Analisando o comprimento muscular do MGD e MGE, não foi observada diferença significativa intragrupo. Nas comparações intergrupos, o comprimento do MGD do GL foi maior em relação ao GA (28,53±3,63 versus 22,37±1,82 mm, p=0,01, ANOVA post hoc Tukey unequal HSD). Os dados estão apresentados na Figura 3A.
Na comparação entre o número de sarcômeros em série do MGD e MGE, não foi encontrada diferença estatisticamente significativa (ANOVA post hoc Tukey).
Na comparação intergrupos do MGD, o GL foi maior que o GA (9.455±1.540 versus 5.023±1.188; p=0,0001, ANOVA post hoc Tukey unequal HSD) e o GLA foi maior que o GA (9.123±720 versus 5.023±1.188; p=0,0002). Os dados estão demonstrados na Figura 3B.

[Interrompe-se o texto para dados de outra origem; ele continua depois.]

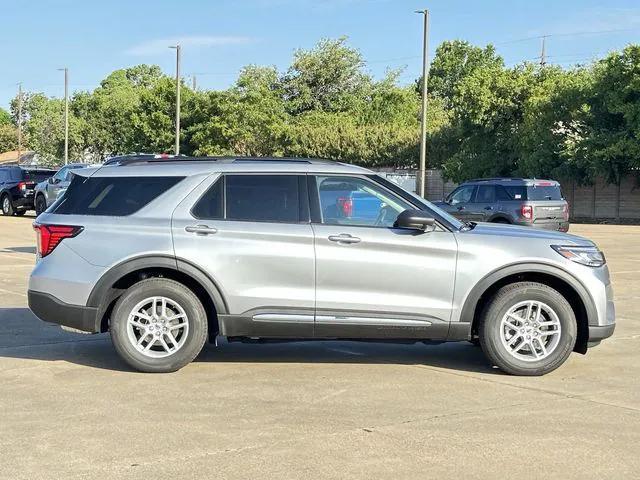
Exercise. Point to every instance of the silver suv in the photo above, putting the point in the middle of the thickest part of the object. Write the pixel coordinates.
(165, 254)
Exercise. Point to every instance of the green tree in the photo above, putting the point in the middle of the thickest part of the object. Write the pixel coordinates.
(328, 77)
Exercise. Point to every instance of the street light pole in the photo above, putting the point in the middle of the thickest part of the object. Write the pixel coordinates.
(423, 126)
(66, 114)
(177, 149)
(19, 121)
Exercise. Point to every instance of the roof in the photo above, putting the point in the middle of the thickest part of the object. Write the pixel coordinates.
(512, 181)
(187, 166)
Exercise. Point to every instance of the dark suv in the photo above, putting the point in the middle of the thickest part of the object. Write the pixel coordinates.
(17, 185)
(518, 201)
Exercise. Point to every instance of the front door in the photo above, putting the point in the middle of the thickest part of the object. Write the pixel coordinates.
(250, 234)
(374, 280)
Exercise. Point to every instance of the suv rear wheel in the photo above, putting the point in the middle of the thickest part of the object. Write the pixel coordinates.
(7, 208)
(158, 325)
(528, 328)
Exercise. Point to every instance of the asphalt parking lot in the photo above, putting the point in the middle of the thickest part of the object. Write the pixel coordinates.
(69, 408)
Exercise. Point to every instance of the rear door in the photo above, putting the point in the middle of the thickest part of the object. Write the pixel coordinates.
(374, 280)
(250, 233)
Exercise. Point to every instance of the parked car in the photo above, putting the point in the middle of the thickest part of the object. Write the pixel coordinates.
(17, 184)
(48, 191)
(517, 201)
(164, 255)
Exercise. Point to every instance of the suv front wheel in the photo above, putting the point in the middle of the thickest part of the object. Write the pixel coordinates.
(158, 325)
(528, 328)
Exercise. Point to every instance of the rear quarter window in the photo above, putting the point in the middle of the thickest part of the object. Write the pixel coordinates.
(111, 196)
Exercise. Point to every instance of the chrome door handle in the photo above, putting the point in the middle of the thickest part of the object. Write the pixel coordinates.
(344, 238)
(201, 229)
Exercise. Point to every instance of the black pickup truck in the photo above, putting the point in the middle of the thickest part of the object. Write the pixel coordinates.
(17, 184)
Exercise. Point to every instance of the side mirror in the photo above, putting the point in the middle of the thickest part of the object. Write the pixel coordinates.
(415, 220)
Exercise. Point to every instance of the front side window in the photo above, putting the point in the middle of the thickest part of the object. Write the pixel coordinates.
(357, 202)
(462, 195)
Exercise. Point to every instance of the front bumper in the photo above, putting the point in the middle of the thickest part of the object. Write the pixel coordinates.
(51, 309)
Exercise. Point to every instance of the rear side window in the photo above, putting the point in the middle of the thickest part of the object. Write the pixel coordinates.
(486, 194)
(37, 175)
(266, 198)
(516, 192)
(254, 198)
(544, 192)
(113, 196)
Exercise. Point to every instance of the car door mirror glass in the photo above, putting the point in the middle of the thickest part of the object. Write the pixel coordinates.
(415, 220)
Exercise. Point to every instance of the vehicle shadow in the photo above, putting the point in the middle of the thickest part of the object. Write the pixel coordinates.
(23, 336)
(26, 249)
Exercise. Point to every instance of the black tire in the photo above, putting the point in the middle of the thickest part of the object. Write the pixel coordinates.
(176, 292)
(40, 204)
(491, 323)
(6, 206)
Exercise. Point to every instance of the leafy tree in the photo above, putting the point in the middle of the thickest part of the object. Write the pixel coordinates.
(328, 77)
(5, 117)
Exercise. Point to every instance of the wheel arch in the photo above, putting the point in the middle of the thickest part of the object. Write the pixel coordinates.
(564, 282)
(117, 279)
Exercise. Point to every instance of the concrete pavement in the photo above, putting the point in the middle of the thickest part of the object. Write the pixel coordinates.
(69, 408)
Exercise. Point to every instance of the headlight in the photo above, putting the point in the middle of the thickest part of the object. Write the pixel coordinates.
(589, 256)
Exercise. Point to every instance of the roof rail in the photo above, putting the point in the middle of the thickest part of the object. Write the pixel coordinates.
(493, 179)
(123, 160)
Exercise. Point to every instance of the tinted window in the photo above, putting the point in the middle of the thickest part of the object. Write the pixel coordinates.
(462, 195)
(210, 204)
(544, 192)
(486, 194)
(115, 196)
(502, 194)
(37, 175)
(358, 202)
(516, 192)
(265, 198)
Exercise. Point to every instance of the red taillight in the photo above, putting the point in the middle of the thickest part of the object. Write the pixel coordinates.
(346, 206)
(49, 237)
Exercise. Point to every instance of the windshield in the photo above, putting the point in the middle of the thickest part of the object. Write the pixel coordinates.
(425, 204)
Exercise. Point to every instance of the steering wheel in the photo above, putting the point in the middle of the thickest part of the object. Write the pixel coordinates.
(383, 215)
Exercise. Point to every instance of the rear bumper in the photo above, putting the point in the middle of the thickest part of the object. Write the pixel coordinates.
(51, 309)
(600, 332)
(557, 225)
(23, 203)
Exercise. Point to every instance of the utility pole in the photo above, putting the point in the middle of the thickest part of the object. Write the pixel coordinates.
(66, 113)
(19, 121)
(177, 48)
(543, 54)
(422, 174)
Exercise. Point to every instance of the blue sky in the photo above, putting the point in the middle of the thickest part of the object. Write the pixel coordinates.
(219, 37)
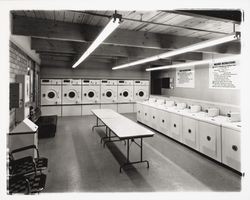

Em relação à comparação intragrupo, não foi encontrada diferença estatisticamente significativa em nenhum grupo.
No comprimento dos sarcômeros do MGD, foi encontrado aumento significativo do GA em relação ao GL (4,60±0,77 versus 3,03±0,18 µm, p=0,0008), em relação ao GLA (4,60±0,77 versus 2,96±0,17 µm, p=0,001) e em relação ao GC (4,60±0,77 versus 2,95±0,03 µm, p=0,001) (ANOVA post hoc Tukey unequal HSD). Os dados estão apresentados na Figura 3C.
Os resultados deste estudo mostraram um aumento do peso muscular, comprimento muscular e ENSS do GL em relação ao GA. O protocolo de alongamento no músculo lesado proporcionou um incremento no número de sarcômeros em relação ao grupo não lesionado.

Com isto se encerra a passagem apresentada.